Superkanon

Le 12 Avril 1918

Mon tout petiot très chéri,

J’ai reçu ce matin ta pauvre petite lettre du 10 et je suis désolée de te savoir sans nouvelles. Crois-bien mon Loul que je t’écris chaque jour et que ce manque de lettre est entièrement de la faute de la poste. Comme je lui en veux de te laisser ainsi dans l’ennui ! Ce que je ne comprends pas, c’est que tes camarades ont des nouvelles et toi rien. J’ai pourtant bien suivi tes instructions à la lettre. Mes premières lettres étaient adressées au secteur 27, ensuite, une au secteur 230 et les autres au secteur 205. Aussi, je t’avoue mon pauvre Loul n’y rien comprendre du tout. Je suis très triste de te savoir sans cette situation. Je voudrais déjà être à demain, pour savoir si tu as enfin reçu une lettre. J’espère que oui. Pourquoi garde-t-on les lettre ? Je me le demande. Pour embêter le monde.

Comme je te le disais dans ma lettre d’hier, nous avons été Marie-Louise et moi à la gare Montparnasse. Nous avons été saluée à notre arrivée par la grosse Bertha et cette fois-ci, elle nous a fait l’honneur de nous envoyer une de ses dragées près de nous. (Il faut te dire que par là, ça fait un peu partie de la zone). C’est très drôle de tout près comme ça. Ça fait moins de bruit que de loin. Je m’imaginais qu’à l’endroit que ça devait tomber, ça devait faire un vacarme. Eh bien pas du tout. Ça fait un bruit sec, comme un gros coup de fusil. Aussi, nous n’avons pas eu peur du tout. Nous avons vu un énorme nuage de fumée. Et comme je voulais aller voir le point de chute de près, Marie-Louise n’a pas voulu. Elle a trouvé préférable de reprendre le métro.

J’ai su après que c’était tombé à la Maternité. Nous étions justement passées devant dix minutes avant par le tramway Montparnasse-Bastille.
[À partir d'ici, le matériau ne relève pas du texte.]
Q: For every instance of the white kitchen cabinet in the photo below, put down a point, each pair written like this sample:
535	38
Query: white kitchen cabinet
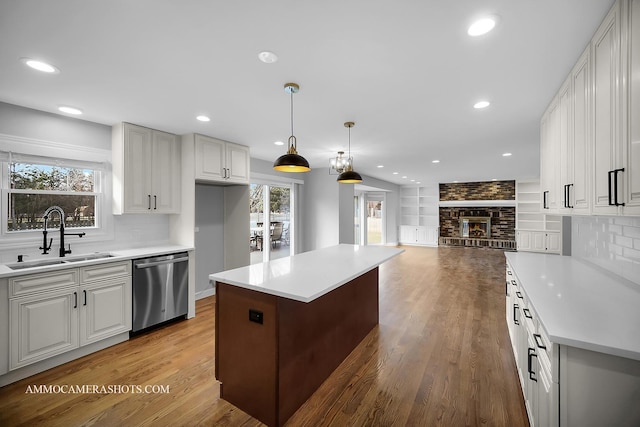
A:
605	52
105	309
631	107
419	216
221	161
416	235
577	186
42	325
56	312
565	385
146	170
550	157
maternite creche excelsior

J’ai quitté Marie-Louise à la gare St-Lazare. J’avais une course à faire boulevard Magenta (aller chercher mes petits souliers que j’avais donnés à arranger). Et comme je sortais de la boutique, même bruit sec et rapproché que celui d’avant. Décidément, Bertha voulait essayer de me faire peur, mais je l’ai laissée tomber ! C’est ce que j’avais de mieux à faire !!! Je suis rentrée ensuite à la maison et là, je me suis rendue compte de la différence de bruit, de loin et de près. Ça fait que maintenant, je suis très calée ! Je saurai lorsque cela sera loin ou près.

Aujourd’hui, le superkanon nous a remis ça à 8hm¼, et il continue. Mais qu’est-ce que c’est que ça, à côté de savoir mon Loul au danger et sans nouvelles !!!

Sur ce, je te quitte mon tout petiot pour aller chez Mme Schwab.

En espérant recevoir une lettre bien moins triste demain, me disant que tu as enfin reçu de mes lettres et que tu es toujours en excellente santé, je termine mon Aimé en t’envoyant les plus doux baisers et les plus tendres pensées de ta gosse qui t’adore,

Mino

PS : J’oubliais de te dire. Hier, j’ai vu un cheval pie et à l’instant encore un. Est-ce des fois que mon Loul viendrait porter son vieux coucou aux alentours de Paris ??? Il y avait bien longtemps que je n’en avais pas vu. Je me demandais s’ils avaient quitté Paris. Il faut croire que non, puisqu’en voici deux.